I am a 28 year old Australian, as well as British. I already have a bachelors degree in law. I have been working as a paralegal for some time. I am interested in studying a full undergraduate science degree in Germany and later possibly a Masters. I don't yet speak German.

I am a bit nervous about how I pay to live in Germany. 

Are there actually scholarships or grants I could apply for that would cover a substantial period? 

Is it realistic to get a job while studying in terms of


timetabling/having enough time to study
getting paid work when I don't yet speak German. Ideally in a field related to my science studies, or as a paralegal/document reviewer in law.
getting full time work during the holidays? How long are the holidays?

Are there other ways of supporting myself while living there?

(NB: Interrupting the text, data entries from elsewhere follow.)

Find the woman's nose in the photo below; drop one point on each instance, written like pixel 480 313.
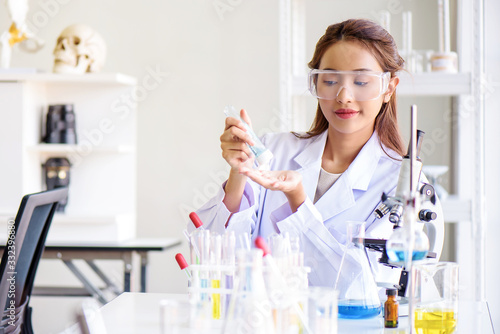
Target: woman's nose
pixel 344 95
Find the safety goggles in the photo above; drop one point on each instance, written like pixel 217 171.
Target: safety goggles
pixel 362 85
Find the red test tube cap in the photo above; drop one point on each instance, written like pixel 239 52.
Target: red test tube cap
pixel 181 261
pixel 261 243
pixel 195 219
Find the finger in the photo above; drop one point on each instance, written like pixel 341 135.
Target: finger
pixel 235 134
pixel 244 116
pixel 231 121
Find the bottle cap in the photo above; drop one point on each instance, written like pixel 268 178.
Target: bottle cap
pixel 390 292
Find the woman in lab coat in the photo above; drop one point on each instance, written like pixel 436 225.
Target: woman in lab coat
pixel 334 173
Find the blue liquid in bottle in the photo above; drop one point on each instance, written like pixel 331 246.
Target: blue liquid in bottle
pixel 351 309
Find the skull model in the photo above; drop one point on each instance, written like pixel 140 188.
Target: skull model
pixel 79 49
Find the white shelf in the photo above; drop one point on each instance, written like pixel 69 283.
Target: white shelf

Are there restrictions on how much I can work? I am a UK citizen.

Would I be classed as 'international' as I am not German but I am from the EU?

Separately, how are study units divided up? In Australia we do four units (subjects) simultaneously each semester (12 weeks). I have heard of some European universities teaching one unit at a time for about 6 weeks then the next until the end of the semester. Is this the practice at German universities? If so, how many units do you do per semester, how long do they last and how long is a semester?

Thanks

Daniel


----------



## Bevdeforges (Nov 16, 2007)

Afraid I don't know much about the German universities, but while we're waiting for someone to come along to help you, you may want to consult the Europa pages on university education:
EUROPA - Education and youth in the EU

I note that they have links to information on Financial help and Working while studying that may be useful. (Click through to find links that relate to particular countries.)
Cheers,
Bev


----------



## ALKB (Jan 20, 2012)

dantheman87 said:


> Hi!
> 
> 
> I am a 28 year old Australian, as well as British. I already have a bachelors degree in law. I have been working as a paralegal for some time. I am interested in studying a full undergraduate science degree in Germany and later possibly a Masters. I don't yet speak German.
> ...


Look through this website:

https://www.daad.de/deutschland/stipendium/en/

A lot of students work part time while studying. Your chances of securing a job depends largely on where you will be studying in Germany and how quickly you learn German.

As an EU national there is no restriction on how many hours you can work (apart from general national labour law that applies to everybody).

If we are talking state universities, it would not matter whether you are classed as international or not because there is no difference in fees.


----------